Griffin Land Co., the Manhattan, N.Y.-based landlord that is Connecticut’s biggest private landowner, has explored and decided not to convert to a real estate investment trust (REIT).
In January, Griffin announced the $5.1 million sale of its Granby landscape-nursery operation to Monrovia Nursery Co.
Subsequently, as its officers, board of directors — and at least one significant institutional investor — began last spring weighing the pros and cons of Griffin’s corporate structure, the company sought legal, finance and other counsel from a slate of advisers that Chief Financial Officer Anthony Galeci declined to identify.

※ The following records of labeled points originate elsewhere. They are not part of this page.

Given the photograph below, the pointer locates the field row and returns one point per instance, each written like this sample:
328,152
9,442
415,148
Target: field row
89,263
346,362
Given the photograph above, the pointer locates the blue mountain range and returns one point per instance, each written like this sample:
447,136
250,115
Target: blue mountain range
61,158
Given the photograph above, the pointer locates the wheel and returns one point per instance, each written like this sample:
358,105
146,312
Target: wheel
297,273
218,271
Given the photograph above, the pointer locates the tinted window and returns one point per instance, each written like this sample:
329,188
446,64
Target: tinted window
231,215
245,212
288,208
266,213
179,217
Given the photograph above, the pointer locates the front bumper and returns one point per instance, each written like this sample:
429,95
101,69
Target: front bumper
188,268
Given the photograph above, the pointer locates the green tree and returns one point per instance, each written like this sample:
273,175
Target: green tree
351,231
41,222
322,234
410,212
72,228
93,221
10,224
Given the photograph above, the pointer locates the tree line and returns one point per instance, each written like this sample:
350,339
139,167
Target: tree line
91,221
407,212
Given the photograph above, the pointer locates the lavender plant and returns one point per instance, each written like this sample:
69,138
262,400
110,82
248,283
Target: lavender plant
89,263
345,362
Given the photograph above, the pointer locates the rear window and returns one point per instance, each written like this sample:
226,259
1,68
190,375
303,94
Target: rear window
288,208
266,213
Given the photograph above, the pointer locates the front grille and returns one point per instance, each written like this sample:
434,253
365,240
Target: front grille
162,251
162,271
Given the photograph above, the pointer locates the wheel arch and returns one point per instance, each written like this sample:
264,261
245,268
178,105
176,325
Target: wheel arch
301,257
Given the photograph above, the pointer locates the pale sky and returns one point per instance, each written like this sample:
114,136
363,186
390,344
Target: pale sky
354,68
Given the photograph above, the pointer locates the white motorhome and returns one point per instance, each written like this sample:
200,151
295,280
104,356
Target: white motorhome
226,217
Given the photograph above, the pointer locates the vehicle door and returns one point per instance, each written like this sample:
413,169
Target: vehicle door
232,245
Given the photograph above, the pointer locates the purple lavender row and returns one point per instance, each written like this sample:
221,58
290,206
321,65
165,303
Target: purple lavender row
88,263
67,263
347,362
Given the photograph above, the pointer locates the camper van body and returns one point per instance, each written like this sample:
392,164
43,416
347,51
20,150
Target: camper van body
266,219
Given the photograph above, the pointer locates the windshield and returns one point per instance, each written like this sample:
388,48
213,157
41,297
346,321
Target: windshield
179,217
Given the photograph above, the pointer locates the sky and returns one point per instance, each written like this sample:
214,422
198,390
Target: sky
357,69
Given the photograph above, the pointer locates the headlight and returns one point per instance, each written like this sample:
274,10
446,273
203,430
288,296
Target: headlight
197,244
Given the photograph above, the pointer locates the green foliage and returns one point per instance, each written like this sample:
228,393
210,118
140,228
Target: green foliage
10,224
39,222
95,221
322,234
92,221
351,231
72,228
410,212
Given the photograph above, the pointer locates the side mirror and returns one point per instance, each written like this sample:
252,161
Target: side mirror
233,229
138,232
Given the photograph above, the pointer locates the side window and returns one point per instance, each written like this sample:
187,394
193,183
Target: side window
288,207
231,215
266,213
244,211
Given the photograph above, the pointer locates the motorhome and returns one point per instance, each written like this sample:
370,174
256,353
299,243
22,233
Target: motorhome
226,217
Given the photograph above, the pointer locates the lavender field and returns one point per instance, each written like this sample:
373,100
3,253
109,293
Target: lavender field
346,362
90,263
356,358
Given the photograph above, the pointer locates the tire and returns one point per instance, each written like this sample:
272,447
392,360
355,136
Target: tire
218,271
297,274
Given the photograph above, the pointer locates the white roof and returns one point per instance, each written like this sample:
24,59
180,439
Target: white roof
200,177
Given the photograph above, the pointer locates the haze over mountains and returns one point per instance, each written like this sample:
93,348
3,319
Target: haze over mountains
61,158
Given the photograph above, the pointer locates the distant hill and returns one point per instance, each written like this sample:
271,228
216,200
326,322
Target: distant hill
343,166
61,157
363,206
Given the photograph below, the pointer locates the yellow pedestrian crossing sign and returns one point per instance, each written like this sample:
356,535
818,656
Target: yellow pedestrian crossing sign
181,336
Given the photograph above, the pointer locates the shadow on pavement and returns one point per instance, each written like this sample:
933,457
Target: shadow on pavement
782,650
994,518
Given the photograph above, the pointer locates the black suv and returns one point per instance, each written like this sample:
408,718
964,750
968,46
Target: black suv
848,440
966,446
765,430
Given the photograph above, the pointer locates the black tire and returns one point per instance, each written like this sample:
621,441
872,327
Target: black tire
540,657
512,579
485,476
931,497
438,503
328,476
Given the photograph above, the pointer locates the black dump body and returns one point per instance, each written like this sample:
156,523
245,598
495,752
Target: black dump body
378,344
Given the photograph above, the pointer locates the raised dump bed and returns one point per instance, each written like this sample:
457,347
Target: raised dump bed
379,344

Galeci, however, acknowledged that Greenwich uber-investor Mario Gabelli floated a proposal that the company in which his funds this past Sept. 30 held a combined 34 percent stake to explore conversion to a REIT. Gabelli’s Gamco Investors and Gabelli Funds units didn’t respond to a request for comment.
REITs have stakes in most of the world’s commercial real estate and their legal and financial structures provides them with, among other things, favorable tax treatment in how they acquire and dispose of real estate holdings, and distribute earnings from rents, management fees and property sales to stakeholders.
In Griffin’s case, the company concluded, Galeci said recently, that current and future tax implications of a REIT conversion were too significant to warrant undergoing one at this time.